A few hours after I spoke to Deane, I attended a lecture by Ricken Patel, founder of the global activism website Avaaz, which has 20 million members and campaigns for many of the same issues as Colvin and Campbell-Taylor do. He spoke for an hour in the Guildhall, the magnificent soaring chamber at the center of the City. It is built on the same site as the amphitheatre. Indeed, the City of London has run itself from this exact same place since the time of the Romans.

“I am speaking in the hall that is the beating heart of the world’s largest, most powerful and unaccountable financial industry and I come here to tell you that we are coming, democracy is coming,” he said, his figure dwarfed by the vast stained glass windows behind him.

The guests clapped politely, then withdrew to the Old Library to drink sparkling wine and eat exquisite canapés served by impeccable waiters. The City, with centuries of experience in charming critics, had put on its best show for this new threat and was deploying all its resources.

The Reformers are well intentioned and motivated, but it is hard to imagine them breaking this formidable opponent. They might put it on the defensive for a while, but if they imagine they have triumphed, they should remember the experience of the two 17th-century kings called Charles.

Bored of having to ask parliament for taxes, Charles I tried to rule directly, and succeeded until he alienated the City.
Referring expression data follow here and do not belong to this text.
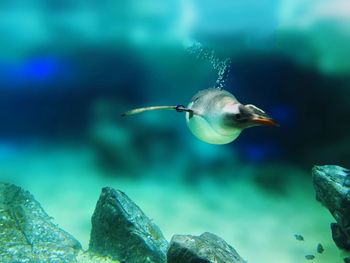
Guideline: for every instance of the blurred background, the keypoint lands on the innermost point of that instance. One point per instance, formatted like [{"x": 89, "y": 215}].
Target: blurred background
[{"x": 69, "y": 68}]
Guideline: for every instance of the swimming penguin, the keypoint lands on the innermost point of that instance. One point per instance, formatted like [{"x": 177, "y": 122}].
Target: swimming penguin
[{"x": 215, "y": 116}]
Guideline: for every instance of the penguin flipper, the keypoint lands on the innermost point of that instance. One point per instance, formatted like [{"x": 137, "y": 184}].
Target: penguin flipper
[{"x": 178, "y": 108}]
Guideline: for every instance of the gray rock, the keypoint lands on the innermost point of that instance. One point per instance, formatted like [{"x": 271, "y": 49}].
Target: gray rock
[
  {"x": 27, "y": 233},
  {"x": 332, "y": 185},
  {"x": 206, "y": 248},
  {"x": 122, "y": 231}
]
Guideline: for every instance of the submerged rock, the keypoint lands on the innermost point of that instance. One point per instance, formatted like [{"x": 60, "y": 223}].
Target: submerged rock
[
  {"x": 27, "y": 233},
  {"x": 122, "y": 231},
  {"x": 332, "y": 185},
  {"x": 206, "y": 248}
]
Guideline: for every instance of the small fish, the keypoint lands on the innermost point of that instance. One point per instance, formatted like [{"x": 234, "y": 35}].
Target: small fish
[
  {"x": 320, "y": 248},
  {"x": 215, "y": 116},
  {"x": 299, "y": 237},
  {"x": 310, "y": 257}
]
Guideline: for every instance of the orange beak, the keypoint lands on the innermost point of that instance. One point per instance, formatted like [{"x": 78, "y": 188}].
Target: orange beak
[{"x": 264, "y": 121}]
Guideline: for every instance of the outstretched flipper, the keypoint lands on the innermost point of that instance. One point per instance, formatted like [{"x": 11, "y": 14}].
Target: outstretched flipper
[{"x": 178, "y": 108}]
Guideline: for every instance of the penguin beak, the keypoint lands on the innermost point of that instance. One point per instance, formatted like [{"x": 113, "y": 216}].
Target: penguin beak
[{"x": 264, "y": 120}]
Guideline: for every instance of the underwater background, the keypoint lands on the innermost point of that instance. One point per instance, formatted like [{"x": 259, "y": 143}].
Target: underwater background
[{"x": 68, "y": 69}]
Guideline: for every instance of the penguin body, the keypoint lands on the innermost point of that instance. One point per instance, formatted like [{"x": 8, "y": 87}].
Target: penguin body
[
  {"x": 215, "y": 116},
  {"x": 206, "y": 121}
]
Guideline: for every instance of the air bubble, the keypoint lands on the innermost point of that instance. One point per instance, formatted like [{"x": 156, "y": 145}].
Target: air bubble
[{"x": 222, "y": 67}]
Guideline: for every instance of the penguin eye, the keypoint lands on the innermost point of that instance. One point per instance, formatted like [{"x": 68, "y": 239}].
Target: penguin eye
[{"x": 238, "y": 116}]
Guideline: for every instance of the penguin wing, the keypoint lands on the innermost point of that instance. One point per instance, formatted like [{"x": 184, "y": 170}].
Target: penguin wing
[{"x": 178, "y": 108}]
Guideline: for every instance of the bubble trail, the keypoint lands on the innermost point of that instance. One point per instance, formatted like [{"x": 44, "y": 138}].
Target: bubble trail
[{"x": 221, "y": 66}]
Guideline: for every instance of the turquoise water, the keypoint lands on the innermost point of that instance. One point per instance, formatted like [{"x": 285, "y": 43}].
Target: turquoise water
[{"x": 69, "y": 69}]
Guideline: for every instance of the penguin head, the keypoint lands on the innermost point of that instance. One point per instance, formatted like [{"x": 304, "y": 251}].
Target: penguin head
[{"x": 241, "y": 116}]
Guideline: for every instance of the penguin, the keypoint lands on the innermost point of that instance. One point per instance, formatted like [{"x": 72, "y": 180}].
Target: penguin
[{"x": 215, "y": 116}]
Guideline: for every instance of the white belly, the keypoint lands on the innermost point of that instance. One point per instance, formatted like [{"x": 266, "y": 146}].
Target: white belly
[{"x": 203, "y": 131}]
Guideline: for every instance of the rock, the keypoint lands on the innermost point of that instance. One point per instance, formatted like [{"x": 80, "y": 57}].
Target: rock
[
  {"x": 27, "y": 233},
  {"x": 122, "y": 231},
  {"x": 332, "y": 185},
  {"x": 206, "y": 248}
]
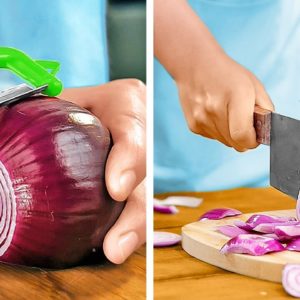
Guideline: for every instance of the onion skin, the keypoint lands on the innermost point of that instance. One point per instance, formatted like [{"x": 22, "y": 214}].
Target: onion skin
[
  {"x": 55, "y": 209},
  {"x": 219, "y": 213},
  {"x": 231, "y": 230},
  {"x": 165, "y": 239},
  {"x": 251, "y": 244}
]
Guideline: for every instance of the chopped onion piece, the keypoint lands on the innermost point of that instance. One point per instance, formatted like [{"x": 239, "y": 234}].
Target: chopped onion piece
[
  {"x": 165, "y": 239},
  {"x": 291, "y": 279},
  {"x": 219, "y": 213},
  {"x": 165, "y": 209},
  {"x": 293, "y": 245},
  {"x": 255, "y": 220},
  {"x": 287, "y": 231},
  {"x": 231, "y": 230},
  {"x": 180, "y": 201},
  {"x": 270, "y": 227},
  {"x": 242, "y": 225},
  {"x": 252, "y": 244}
]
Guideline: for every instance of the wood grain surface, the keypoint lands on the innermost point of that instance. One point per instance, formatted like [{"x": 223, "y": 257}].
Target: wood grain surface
[
  {"x": 203, "y": 241},
  {"x": 107, "y": 281},
  {"x": 177, "y": 275}
]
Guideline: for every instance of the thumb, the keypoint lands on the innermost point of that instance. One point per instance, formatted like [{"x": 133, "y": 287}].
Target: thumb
[{"x": 262, "y": 97}]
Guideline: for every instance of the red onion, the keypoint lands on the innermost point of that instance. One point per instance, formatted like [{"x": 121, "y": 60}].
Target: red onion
[
  {"x": 219, "y": 213},
  {"x": 293, "y": 245},
  {"x": 180, "y": 201},
  {"x": 291, "y": 279},
  {"x": 165, "y": 239},
  {"x": 252, "y": 244},
  {"x": 165, "y": 209},
  {"x": 287, "y": 231},
  {"x": 258, "y": 219},
  {"x": 270, "y": 227},
  {"x": 55, "y": 209},
  {"x": 231, "y": 230}
]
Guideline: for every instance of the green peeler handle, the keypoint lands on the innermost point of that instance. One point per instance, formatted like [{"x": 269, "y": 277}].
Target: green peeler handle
[{"x": 33, "y": 71}]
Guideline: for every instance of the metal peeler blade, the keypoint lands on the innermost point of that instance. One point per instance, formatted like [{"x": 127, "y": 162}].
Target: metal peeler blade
[{"x": 19, "y": 92}]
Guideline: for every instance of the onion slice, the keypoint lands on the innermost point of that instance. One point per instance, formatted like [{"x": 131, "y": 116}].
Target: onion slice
[
  {"x": 287, "y": 231},
  {"x": 270, "y": 227},
  {"x": 291, "y": 279},
  {"x": 165, "y": 209},
  {"x": 293, "y": 245},
  {"x": 219, "y": 213},
  {"x": 165, "y": 239},
  {"x": 231, "y": 230},
  {"x": 251, "y": 244},
  {"x": 180, "y": 201}
]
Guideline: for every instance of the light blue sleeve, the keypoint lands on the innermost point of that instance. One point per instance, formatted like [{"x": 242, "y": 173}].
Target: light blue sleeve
[{"x": 71, "y": 32}]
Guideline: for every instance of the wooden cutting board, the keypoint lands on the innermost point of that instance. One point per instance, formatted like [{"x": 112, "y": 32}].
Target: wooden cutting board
[{"x": 201, "y": 240}]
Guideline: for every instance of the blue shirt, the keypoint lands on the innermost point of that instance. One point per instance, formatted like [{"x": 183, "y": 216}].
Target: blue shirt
[
  {"x": 71, "y": 32},
  {"x": 262, "y": 35}
]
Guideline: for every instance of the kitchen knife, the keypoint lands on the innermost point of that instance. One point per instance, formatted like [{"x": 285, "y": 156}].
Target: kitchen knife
[{"x": 283, "y": 135}]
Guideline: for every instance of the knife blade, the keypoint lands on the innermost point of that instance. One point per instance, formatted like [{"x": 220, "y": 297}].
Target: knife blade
[
  {"x": 19, "y": 92},
  {"x": 283, "y": 135}
]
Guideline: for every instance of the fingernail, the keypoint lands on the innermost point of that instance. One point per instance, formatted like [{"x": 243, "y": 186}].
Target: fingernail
[
  {"x": 128, "y": 243},
  {"x": 127, "y": 182}
]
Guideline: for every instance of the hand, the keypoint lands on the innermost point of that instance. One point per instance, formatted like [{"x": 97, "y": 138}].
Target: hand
[
  {"x": 217, "y": 94},
  {"x": 218, "y": 101},
  {"x": 121, "y": 107}
]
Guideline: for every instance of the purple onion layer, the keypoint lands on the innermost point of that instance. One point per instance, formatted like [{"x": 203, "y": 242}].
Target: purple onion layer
[{"x": 55, "y": 209}]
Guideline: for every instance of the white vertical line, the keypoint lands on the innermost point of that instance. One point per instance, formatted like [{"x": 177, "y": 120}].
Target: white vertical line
[{"x": 149, "y": 149}]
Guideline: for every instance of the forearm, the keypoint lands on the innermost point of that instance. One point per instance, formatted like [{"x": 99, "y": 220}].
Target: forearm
[{"x": 181, "y": 38}]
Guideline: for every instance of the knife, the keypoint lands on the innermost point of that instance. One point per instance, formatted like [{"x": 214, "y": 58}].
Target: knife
[
  {"x": 282, "y": 134},
  {"x": 39, "y": 73}
]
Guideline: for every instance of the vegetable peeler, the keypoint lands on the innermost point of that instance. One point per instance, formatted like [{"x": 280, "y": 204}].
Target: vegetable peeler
[{"x": 35, "y": 72}]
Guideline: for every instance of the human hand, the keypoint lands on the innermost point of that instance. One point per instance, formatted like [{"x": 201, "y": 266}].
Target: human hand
[
  {"x": 218, "y": 101},
  {"x": 121, "y": 107},
  {"x": 217, "y": 94}
]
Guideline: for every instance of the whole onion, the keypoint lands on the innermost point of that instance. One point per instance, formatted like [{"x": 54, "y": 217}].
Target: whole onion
[{"x": 54, "y": 206}]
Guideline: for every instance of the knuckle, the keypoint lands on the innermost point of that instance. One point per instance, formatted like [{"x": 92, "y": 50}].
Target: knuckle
[
  {"x": 195, "y": 122},
  {"x": 240, "y": 135},
  {"x": 137, "y": 85},
  {"x": 211, "y": 106}
]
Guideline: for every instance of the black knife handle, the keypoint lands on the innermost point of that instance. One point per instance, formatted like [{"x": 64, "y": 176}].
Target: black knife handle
[{"x": 262, "y": 125}]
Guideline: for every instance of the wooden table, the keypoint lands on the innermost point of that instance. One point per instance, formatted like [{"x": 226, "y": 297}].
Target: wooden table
[
  {"x": 180, "y": 276},
  {"x": 127, "y": 281}
]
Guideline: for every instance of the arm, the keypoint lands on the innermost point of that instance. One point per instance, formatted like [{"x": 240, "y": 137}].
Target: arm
[
  {"x": 121, "y": 107},
  {"x": 217, "y": 94}
]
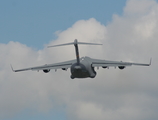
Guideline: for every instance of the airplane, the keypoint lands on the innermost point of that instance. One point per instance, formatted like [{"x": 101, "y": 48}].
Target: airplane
[{"x": 83, "y": 67}]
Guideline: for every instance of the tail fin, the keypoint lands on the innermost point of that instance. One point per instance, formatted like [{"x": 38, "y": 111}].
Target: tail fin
[{"x": 75, "y": 43}]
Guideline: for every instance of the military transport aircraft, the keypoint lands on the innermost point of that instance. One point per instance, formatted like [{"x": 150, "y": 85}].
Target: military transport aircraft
[{"x": 81, "y": 67}]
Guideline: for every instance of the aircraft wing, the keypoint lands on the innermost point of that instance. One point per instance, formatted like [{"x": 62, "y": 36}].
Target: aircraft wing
[
  {"x": 62, "y": 65},
  {"x": 105, "y": 63}
]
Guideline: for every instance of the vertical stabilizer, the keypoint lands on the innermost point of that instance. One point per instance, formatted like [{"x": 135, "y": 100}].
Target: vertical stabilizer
[{"x": 75, "y": 43}]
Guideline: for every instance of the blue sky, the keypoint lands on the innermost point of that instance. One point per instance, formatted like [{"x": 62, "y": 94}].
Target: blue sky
[
  {"x": 34, "y": 22},
  {"x": 127, "y": 31}
]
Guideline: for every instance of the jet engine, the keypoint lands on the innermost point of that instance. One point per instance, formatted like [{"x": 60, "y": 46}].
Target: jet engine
[
  {"x": 46, "y": 70},
  {"x": 121, "y": 67}
]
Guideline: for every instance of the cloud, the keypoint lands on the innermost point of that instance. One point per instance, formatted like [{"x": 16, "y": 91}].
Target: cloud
[{"x": 114, "y": 94}]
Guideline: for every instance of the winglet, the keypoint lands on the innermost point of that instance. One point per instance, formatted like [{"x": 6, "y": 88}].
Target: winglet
[{"x": 12, "y": 68}]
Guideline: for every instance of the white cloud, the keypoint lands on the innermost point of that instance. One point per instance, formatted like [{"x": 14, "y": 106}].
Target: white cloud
[{"x": 114, "y": 94}]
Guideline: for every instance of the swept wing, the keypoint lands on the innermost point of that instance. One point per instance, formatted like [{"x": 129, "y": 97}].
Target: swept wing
[
  {"x": 106, "y": 63},
  {"x": 61, "y": 65}
]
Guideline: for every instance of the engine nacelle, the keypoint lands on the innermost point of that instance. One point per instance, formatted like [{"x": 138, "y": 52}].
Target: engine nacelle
[
  {"x": 104, "y": 67},
  {"x": 121, "y": 67},
  {"x": 46, "y": 70}
]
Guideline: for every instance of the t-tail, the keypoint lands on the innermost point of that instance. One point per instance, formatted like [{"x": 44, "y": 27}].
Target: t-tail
[{"x": 75, "y": 43}]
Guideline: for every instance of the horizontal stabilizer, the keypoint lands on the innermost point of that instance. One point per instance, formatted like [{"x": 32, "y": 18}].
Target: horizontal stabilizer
[{"x": 75, "y": 43}]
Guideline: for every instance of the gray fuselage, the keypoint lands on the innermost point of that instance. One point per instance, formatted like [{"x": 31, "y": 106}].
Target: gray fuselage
[{"x": 83, "y": 69}]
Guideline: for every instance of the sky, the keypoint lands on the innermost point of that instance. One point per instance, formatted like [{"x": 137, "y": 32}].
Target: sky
[{"x": 128, "y": 30}]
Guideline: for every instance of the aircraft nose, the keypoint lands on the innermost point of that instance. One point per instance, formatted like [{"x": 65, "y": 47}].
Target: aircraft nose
[{"x": 77, "y": 67}]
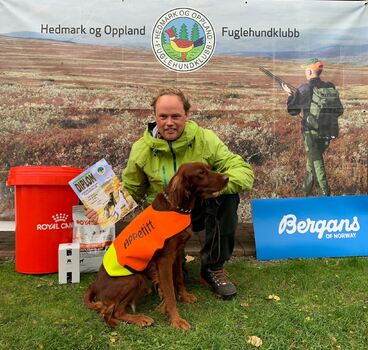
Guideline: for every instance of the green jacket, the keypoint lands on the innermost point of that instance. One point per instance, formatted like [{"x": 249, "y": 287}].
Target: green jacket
[{"x": 153, "y": 162}]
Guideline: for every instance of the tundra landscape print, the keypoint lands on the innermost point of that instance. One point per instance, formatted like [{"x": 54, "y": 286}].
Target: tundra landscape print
[{"x": 73, "y": 98}]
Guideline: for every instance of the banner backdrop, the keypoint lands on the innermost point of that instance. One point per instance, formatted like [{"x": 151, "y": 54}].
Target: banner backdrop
[{"x": 77, "y": 79}]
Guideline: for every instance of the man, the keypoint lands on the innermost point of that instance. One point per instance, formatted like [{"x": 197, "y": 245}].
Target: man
[
  {"x": 173, "y": 139},
  {"x": 314, "y": 144}
]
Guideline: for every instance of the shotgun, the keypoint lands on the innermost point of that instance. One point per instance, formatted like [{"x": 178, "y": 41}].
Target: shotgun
[{"x": 277, "y": 79}]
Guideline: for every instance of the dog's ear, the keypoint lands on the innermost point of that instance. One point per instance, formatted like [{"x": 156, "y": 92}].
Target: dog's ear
[{"x": 178, "y": 189}]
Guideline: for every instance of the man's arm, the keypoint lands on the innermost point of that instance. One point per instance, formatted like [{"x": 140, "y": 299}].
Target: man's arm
[
  {"x": 134, "y": 179},
  {"x": 240, "y": 173}
]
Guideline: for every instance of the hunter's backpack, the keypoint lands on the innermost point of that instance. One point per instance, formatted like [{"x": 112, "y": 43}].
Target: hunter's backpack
[{"x": 324, "y": 112}]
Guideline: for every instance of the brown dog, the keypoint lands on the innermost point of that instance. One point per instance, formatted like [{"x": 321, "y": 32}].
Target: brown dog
[{"x": 111, "y": 296}]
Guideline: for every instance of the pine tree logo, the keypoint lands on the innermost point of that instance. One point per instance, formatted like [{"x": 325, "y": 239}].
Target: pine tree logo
[{"x": 183, "y": 40}]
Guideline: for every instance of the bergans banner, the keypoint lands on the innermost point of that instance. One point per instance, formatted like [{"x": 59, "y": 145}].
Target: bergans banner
[
  {"x": 281, "y": 83},
  {"x": 311, "y": 227}
]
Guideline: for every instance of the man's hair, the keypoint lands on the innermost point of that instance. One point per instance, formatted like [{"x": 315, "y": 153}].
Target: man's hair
[{"x": 175, "y": 92}]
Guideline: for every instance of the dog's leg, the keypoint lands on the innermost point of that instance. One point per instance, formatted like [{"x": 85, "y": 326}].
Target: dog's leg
[
  {"x": 165, "y": 273},
  {"x": 182, "y": 292}
]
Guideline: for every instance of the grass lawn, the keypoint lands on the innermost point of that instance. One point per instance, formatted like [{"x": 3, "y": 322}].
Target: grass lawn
[{"x": 323, "y": 305}]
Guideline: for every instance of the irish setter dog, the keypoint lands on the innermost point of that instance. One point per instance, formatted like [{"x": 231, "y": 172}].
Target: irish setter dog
[{"x": 113, "y": 296}]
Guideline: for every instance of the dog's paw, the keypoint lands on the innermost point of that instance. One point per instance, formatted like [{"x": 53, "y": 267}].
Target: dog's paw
[
  {"x": 188, "y": 298},
  {"x": 180, "y": 323},
  {"x": 144, "y": 321}
]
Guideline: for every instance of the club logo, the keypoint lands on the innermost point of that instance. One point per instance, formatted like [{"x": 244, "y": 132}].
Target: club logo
[{"x": 183, "y": 40}]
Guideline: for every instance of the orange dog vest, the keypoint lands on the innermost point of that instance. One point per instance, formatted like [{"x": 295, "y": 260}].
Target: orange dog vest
[{"x": 133, "y": 249}]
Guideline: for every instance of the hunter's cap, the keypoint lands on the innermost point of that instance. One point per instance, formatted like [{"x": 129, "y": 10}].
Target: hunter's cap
[{"x": 314, "y": 64}]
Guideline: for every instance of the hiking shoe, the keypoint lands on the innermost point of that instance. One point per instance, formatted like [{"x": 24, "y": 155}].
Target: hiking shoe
[{"x": 219, "y": 282}]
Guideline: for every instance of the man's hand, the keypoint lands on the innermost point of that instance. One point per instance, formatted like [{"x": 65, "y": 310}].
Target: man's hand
[
  {"x": 92, "y": 216},
  {"x": 286, "y": 89}
]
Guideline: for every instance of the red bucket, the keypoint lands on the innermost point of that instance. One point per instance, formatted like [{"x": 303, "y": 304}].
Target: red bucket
[{"x": 43, "y": 215}]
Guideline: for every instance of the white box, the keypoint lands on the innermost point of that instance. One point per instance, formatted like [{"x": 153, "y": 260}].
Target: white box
[{"x": 69, "y": 263}]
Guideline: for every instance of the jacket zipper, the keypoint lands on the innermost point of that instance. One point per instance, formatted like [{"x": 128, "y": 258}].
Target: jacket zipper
[{"x": 173, "y": 154}]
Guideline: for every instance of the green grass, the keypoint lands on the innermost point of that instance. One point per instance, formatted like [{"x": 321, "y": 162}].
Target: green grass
[{"x": 323, "y": 305}]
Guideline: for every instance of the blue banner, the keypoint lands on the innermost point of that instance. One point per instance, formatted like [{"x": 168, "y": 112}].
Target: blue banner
[{"x": 310, "y": 227}]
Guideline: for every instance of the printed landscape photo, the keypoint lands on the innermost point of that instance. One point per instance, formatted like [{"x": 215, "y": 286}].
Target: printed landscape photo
[{"x": 64, "y": 103}]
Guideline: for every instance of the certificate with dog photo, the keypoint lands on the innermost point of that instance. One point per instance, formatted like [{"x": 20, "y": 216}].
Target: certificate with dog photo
[{"x": 101, "y": 190}]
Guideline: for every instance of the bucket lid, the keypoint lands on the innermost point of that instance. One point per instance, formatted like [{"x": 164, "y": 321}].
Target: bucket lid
[{"x": 41, "y": 175}]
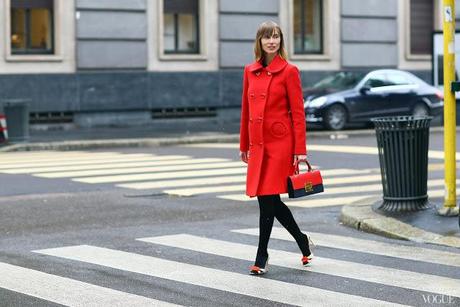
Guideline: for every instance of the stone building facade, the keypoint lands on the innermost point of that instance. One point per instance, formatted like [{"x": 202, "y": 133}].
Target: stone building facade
[{"x": 76, "y": 60}]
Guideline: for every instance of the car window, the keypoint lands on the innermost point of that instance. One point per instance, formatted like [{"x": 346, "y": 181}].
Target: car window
[
  {"x": 398, "y": 79},
  {"x": 376, "y": 80}
]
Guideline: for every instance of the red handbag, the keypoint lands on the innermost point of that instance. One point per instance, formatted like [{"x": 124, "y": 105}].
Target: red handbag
[{"x": 304, "y": 184}]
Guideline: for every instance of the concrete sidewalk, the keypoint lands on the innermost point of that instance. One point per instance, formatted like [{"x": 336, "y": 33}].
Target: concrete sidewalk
[
  {"x": 162, "y": 132},
  {"x": 424, "y": 226}
]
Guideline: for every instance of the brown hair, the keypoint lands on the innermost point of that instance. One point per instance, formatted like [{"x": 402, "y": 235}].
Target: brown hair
[{"x": 266, "y": 29}]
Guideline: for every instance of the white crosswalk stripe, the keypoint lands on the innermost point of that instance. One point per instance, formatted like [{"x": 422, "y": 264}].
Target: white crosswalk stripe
[
  {"x": 183, "y": 175},
  {"x": 366, "y": 272},
  {"x": 360, "y": 150},
  {"x": 115, "y": 164},
  {"x": 70, "y": 292},
  {"x": 273, "y": 290},
  {"x": 67, "y": 291},
  {"x": 367, "y": 246}
]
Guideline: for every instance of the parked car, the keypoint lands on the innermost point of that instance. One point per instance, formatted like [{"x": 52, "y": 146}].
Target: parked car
[{"x": 348, "y": 97}]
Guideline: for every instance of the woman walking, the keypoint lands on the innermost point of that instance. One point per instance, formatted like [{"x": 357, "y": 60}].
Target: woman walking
[{"x": 272, "y": 137}]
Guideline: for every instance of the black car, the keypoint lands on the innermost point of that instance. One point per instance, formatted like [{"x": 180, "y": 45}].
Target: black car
[{"x": 347, "y": 97}]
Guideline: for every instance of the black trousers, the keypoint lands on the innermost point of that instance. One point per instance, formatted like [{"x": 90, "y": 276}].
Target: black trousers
[{"x": 271, "y": 206}]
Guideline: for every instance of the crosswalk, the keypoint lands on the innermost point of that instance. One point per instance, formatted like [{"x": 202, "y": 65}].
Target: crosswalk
[
  {"x": 208, "y": 277},
  {"x": 187, "y": 176}
]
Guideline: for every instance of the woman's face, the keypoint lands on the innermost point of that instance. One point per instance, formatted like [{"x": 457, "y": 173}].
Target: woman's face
[{"x": 271, "y": 44}]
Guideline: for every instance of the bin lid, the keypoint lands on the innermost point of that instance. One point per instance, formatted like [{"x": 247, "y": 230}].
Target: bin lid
[{"x": 402, "y": 122}]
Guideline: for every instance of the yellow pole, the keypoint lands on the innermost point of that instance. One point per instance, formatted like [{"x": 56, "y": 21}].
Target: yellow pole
[{"x": 449, "y": 108}]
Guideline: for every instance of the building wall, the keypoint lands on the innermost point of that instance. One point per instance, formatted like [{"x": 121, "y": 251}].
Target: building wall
[
  {"x": 117, "y": 28},
  {"x": 109, "y": 53}
]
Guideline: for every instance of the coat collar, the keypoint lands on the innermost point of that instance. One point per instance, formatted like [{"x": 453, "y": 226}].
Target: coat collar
[{"x": 275, "y": 66}]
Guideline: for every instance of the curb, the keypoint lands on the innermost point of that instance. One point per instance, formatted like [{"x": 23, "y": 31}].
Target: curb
[
  {"x": 168, "y": 141},
  {"x": 360, "y": 215},
  {"x": 95, "y": 144}
]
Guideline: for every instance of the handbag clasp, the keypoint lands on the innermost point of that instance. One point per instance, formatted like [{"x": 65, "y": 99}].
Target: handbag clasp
[{"x": 308, "y": 187}]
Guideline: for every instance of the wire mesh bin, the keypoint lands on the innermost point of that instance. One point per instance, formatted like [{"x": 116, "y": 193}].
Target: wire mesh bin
[{"x": 403, "y": 143}]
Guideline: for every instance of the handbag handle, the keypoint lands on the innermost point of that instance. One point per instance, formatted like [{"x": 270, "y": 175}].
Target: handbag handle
[{"x": 297, "y": 166}]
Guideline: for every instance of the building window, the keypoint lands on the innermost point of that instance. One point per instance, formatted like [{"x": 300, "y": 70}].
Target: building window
[
  {"x": 308, "y": 26},
  {"x": 181, "y": 27},
  {"x": 32, "y": 27},
  {"x": 421, "y": 26}
]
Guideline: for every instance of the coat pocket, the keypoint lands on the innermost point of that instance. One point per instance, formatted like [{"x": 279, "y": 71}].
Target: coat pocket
[{"x": 278, "y": 129}]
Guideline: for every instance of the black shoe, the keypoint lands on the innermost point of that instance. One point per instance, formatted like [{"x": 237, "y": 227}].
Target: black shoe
[{"x": 259, "y": 270}]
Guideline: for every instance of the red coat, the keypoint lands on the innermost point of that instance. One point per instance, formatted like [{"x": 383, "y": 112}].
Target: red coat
[{"x": 272, "y": 125}]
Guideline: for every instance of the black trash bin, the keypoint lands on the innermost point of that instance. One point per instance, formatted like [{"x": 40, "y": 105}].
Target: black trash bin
[
  {"x": 17, "y": 119},
  {"x": 402, "y": 143}
]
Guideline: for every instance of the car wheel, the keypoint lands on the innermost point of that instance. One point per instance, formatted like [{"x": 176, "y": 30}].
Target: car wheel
[
  {"x": 420, "y": 110},
  {"x": 335, "y": 117}
]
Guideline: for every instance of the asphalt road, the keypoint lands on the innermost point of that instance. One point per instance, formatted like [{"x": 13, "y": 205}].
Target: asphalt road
[{"x": 134, "y": 227}]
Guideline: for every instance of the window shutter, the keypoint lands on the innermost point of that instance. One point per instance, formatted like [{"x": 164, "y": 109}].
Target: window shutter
[{"x": 421, "y": 26}]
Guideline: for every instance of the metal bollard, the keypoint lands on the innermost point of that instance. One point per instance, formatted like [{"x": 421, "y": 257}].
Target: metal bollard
[{"x": 17, "y": 119}]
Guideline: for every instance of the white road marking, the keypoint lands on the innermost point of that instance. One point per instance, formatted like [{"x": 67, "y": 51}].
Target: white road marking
[
  {"x": 67, "y": 291},
  {"x": 366, "y": 246},
  {"x": 115, "y": 163},
  {"x": 360, "y": 271},
  {"x": 268, "y": 289}
]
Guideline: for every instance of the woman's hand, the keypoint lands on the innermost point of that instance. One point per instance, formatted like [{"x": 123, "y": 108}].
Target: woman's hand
[
  {"x": 244, "y": 156},
  {"x": 299, "y": 158}
]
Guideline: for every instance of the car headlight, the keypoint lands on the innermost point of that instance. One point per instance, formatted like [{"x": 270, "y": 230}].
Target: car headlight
[{"x": 317, "y": 102}]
It refused him loans, then took the lead in deposing him and cutting off his head in 1649. The Commonwealth that followed proved no friendlier to business, however, so the City invited the king’s orphaned son to come back to rule as Charles II.

This City overthrew both king and republic alike to protect its margins, and it will take more than a group of well-intentioned dreamers to scare it now.

  1. Of the City’s 25 wards, four are predominantly residential, and this is one of them.

Correction: A previous version of this story wrongly identified Martin Dudley as Robert Dudley.